Hugh Lovell from his book Quantum agriculture - Biodynamics and beyond

Biodynamic Agriculture is a comprehensive method of self-sufficient agriculture that produces exceedingly nutritious food. It grew out of Rudolf Steiner’s agriculture lectures which were given in response to the chemical methods introduced in the mid nineteenth century. Steiner’s understanding of the roles of carbon, nitrogen and oxygen and how individual agricultural operations lived and grew between the lime and silica poles of nature was both scientific and practical. He identified the processes essential to life and introduced natural remedies to catalyse these processes so farm enterprises can supply what they need from nature’s abundance.

Biodynamic agriculture, the oldest of organic methods, is a science based, holistic, regenerative agriculture that works with life processes to achieve self-sufficient, quality production of high vitality goods.
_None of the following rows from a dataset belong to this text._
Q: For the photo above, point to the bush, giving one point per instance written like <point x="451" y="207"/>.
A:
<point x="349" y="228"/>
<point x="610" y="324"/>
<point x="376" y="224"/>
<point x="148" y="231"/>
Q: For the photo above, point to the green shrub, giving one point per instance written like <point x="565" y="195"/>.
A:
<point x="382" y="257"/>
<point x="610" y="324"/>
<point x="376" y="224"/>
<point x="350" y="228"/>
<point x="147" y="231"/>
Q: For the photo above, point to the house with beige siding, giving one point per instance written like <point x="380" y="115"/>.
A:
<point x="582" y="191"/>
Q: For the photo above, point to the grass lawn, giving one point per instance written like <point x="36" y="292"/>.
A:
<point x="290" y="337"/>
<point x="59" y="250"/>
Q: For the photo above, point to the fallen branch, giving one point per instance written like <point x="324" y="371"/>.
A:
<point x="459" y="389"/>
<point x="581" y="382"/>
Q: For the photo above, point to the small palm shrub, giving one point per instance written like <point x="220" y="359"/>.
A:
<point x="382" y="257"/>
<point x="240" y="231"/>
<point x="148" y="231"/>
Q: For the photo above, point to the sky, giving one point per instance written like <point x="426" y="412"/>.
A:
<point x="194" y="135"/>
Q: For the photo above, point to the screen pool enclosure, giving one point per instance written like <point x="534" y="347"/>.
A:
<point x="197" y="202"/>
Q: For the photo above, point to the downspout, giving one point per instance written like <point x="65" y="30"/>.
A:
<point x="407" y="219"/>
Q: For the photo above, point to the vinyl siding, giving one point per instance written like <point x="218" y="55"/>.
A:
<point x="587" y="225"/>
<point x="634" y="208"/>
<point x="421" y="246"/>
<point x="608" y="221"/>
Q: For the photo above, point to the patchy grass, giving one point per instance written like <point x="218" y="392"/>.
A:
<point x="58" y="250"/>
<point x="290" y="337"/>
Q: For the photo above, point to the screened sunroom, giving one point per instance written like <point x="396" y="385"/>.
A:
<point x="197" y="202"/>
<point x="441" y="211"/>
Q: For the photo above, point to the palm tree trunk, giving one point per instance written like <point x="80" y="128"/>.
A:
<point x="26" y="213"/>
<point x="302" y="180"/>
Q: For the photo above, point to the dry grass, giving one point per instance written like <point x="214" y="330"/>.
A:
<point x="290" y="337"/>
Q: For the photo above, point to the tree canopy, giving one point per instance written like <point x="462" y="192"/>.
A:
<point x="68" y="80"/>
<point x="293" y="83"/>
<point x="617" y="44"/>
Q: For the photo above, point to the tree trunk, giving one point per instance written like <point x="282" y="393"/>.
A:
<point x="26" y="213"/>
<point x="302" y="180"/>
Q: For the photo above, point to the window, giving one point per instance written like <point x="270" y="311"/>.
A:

It grew out of the insights of Rudolf Steiner, whose agriculture lectures at the estate of Count and Countess von Keyserlingk near Koberwitz, Poland, 1924, addressed the shortcomings of chemical agriculture.
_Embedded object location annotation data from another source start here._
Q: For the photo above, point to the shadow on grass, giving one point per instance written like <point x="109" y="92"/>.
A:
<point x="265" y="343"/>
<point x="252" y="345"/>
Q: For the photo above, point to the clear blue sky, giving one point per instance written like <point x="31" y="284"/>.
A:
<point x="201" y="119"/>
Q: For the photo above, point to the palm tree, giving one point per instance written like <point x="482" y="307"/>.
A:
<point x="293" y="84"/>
In his twenties Steiner received his scientific training in maths, chemistry and biology at the technical institute of Vienna and earned his Doctorate in Philosophy with his treatise, The Philosophy of Freedom, which advanced the proposition—now accepted as proven in Quantum Physics—that observer and phenomenon are inseparably linked. Clearly the choice of what we look for is a factor in determining phenomena. Indeed, what we look for is determined by our concepts, without which we have no grasp of what our senses encounter.

Hired by a publishing house to edit the scientific writings of German literary giant, J. W. von Goethe, Steiner was inspired by Goethe’s holistic explanations of the processes behind physical, measurable occurrences. Measurement is fixed at a time and place, but over time living things keep changing. Without moment-to-moment measurements of these changes no processes emerge. Goethe noted that the butterfly in a museum case was only a corpse, and the processes that had animated it were gone. Yet, elusive though they might be, these processes were real.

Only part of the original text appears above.